B3->Air lowering incorrectly copy-propagates over ZExt32's
authorfpizlo@apple.com <fpizlo@apple.com@268f45cc-cd09-0410-ab3c-d52691b4dbfc>
Mon, 21 Dec 2015 16:16:01 +0000 (16:16 +0000)
committerfpizlo@apple.com <fpizlo@apple.com@268f45cc-cd09-0410-ab3c-d52691b4dbfc>
Mon, 21 Dec 2015 16:16:01 +0000 (16:16 +0000)
commit18bcac244b34b41d84c1ea1ab445a79f2072c368
tree7244ba1a0d53af9cd11c6454137c479ce3c2e674
parent390c7d07cf5669540e11d4afe6f2431cf7702a65
B3->Air lowering incorrectly copy-propagates over ZExt32's
https://bugs.webkit.org/show_bug.cgi?id=152365

Reviewed by Benjamin Poulain.

The instruction selector thinks that Value's that return Int32's are going to always be lowered
to instructions that zero-extend the destination. But this isn't actually true. If you have an
Add32 with a destination on the stack (i.e. spilled) then it only writes 4 bytes. Then, the
filler will load 8 bytes from the stack at the point of use. So, the use of the Add32 will see
garbage in the high bits.

The fact that the spiller chose to use 8 bytes for a Tmp that gets defined by an Add32 is a
pretty sad bug, but:

- It's entirely up to the spiller to decide how many bytes to use for a Tmp, since we do not
  ascribe a type to Tmps. We could ascribe types to Tmps, but then coalescing would become
  harder. Our goal is to fix the bug while still enabling coalescing in cases like "a[i]" where
  "i" is a 32-bit integer that is computed using operations that already do zero-extension.

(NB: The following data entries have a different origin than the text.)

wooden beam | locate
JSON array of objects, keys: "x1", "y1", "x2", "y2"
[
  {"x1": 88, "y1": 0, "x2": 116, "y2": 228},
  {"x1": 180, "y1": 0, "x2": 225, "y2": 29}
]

- More broadly, it's strange that the instruction selector decides whether a Value will be
  lowered to something that zero-extends. That's too constraining, since the most optimal
  instruction selection might involve something that doesn't zero-extend in cases of spilling, so
  the zero-extension should only happen if it's actually needed. This means that we need to
  understand which Air instructions cause zero-extensions.

- If we know which Air instructions cause zero-extensions, then we don't need the instruction
  selector to copy-propagate ZExt32's. We have copy-propagation in Air thanks to the register
  allocator.

In fact, the register allocator is exactly where all of the pieces come together. It's there that
we want to know which operations zero-extend and which don't. It also wants to know how many bits
of a Tmp each instruction reads. Armed with that information, the register allocator can emit
more optimal spill code, use less stack space for spill slots, and coalesce Move32's. As a bonus,
on X86, it replaces Move's with Move32's whenever it can. On X86, Move32 is cheaper.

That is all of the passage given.